Is the PIF WTA Maternity Fun Changing Tennis?

Thirteen months after the WTA launched the first paid maternity scheme in women’s professional sport, two of the visible markers are unmistakable: a first-of-its-kind top-10 featuring two mothers, and Ons Jabeur expecting her first child after publicly thanking the programme for making it possible.

What the WTA has not yet disclosed is the one number that would settle the question of impact — how many of the more than 320 eligible players have actually drawn down their benefits.

The PIF WTA Maternity Fund Program was announced at Indian Wells on 6 March 2025, backed by Saudi Arabia’s Public Investment Fund.
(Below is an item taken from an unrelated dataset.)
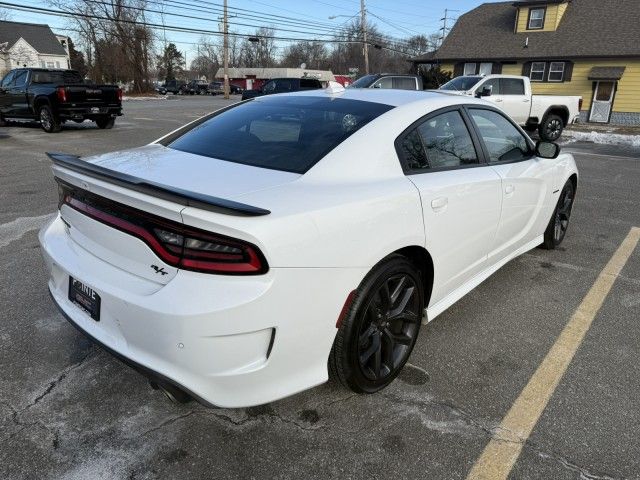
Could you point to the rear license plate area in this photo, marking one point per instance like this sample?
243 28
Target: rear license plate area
85 298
It offers eligible players up to 12 months of paid maternity leave, two months of parental leave for partner pregnancy, surrogacy or adoption, and grants for fertility procedures including egg and embryo freezing and IVF.

The scheme was made retroactive to 1 January 2025, and players are not required to repay funds if they choose not to return to competition.

A top-10 milestone

The clearest on-court signal of the shift came in February, when Belinda Bencic rose to No. 9 and Elina Svitolina to No. 10 — the first time in WTA history that two mothers have held top-10 positions simultaneously.
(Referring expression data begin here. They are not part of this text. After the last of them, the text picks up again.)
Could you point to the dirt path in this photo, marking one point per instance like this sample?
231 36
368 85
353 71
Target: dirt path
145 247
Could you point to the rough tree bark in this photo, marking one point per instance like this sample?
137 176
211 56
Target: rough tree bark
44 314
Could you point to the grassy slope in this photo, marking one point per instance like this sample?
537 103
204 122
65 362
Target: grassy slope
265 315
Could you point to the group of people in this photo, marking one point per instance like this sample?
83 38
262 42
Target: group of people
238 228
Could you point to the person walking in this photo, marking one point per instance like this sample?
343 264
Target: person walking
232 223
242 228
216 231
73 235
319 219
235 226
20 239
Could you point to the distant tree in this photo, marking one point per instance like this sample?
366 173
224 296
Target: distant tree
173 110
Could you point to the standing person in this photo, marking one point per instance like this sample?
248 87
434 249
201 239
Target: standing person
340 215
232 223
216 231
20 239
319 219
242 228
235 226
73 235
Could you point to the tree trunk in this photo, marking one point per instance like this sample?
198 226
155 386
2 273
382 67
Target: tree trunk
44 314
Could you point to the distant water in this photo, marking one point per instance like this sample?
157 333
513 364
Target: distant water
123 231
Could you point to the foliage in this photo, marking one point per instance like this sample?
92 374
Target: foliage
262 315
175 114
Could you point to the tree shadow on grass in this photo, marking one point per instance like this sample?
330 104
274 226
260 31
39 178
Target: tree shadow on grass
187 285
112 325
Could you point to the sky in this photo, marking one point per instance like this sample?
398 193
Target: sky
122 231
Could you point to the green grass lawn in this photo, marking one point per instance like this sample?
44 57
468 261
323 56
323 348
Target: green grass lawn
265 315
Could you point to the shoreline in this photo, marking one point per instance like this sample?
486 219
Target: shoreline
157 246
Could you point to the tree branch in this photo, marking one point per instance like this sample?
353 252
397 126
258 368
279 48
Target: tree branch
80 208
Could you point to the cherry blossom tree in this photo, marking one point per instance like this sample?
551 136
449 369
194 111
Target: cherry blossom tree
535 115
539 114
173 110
WTA CEO Portia Archer called it an incredible moment for tennis and for women’s sport. Both players used the tour’s special ranking rule, the older mechanism the PIF fund now sits alongside, to rebuild their rankings after pregnancy.
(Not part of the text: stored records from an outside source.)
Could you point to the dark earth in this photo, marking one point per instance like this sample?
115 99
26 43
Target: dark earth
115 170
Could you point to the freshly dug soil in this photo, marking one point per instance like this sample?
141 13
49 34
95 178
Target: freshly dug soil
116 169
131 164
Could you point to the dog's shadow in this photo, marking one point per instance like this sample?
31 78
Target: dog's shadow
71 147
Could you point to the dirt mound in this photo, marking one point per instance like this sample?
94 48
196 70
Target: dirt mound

Bencic, who gave birth to her daughter Bella in April 2024 and began her comeback six months later, began 2025 ranked 421 and ended the year inside the top 10. She has since reached three finals on her return and argued that the conversation around mothers on tour needs to shift from novelty to performance.

Azarenka’s “beginning” line under test

At launch, Victoria Azarenka — the WTA Players’ Council representative who had pushed the scheme for close to eight years — described the programme as “the beginning of a meaningful shift.” Measured against the regulatory record since, the line has held up.

In September 2025, the WTA introduced a Fertility Protection Special Entry Ranking Rule, allowing players to step away for egg or embryo freezing and return with a protected ranking valid for up to three tournaments.

The rule plugged a gap the original maternity fund did not address, extending the programme’s logic from post-birth return to pre-pregnancy planning.

Jabeur: the highest-profile test case

The most prominent player to publicly credit the programme is Ons Jabeur. The three-time Grand Slam finalist announced in November that she was expecting a baby boy in April, and directly thanked PIF and the WTA for the fund, calling it “unbelievable.”

Jabeur, who had once spoken of wanting to win a major before starting a family, framed the decision this time without that condition attached. Her return, whenever it comes, will be the programme’s most-watched use case.

She is not alone among high-profile players navigating the family question. American world No. 11 Danielle Collins, who had planned to retire in late 2024 to try for a child, has continued on tour after an endometriosis diagnosis complicated those plans and has spoken publicly about her fertility journey.

The missing number

What the WTA has not released is the operational data: how many of the 320-plus eligible players have actually accessed paid leave, fertility grants or parental benefits in the programme’s first year. Payment amounts are undisclosed by design and paid monthly.

The older ranking-protection scheme, introduced in 2019, took six years to accumulate 50 beneficiaries, suggesting uptake numbers may take time to become meaningful.

For now, the anniversary reads less like a finished story than a first chapter — with the second year set to test whether the fund delivers a generation of mid-career mothers rather than end-of-career ones.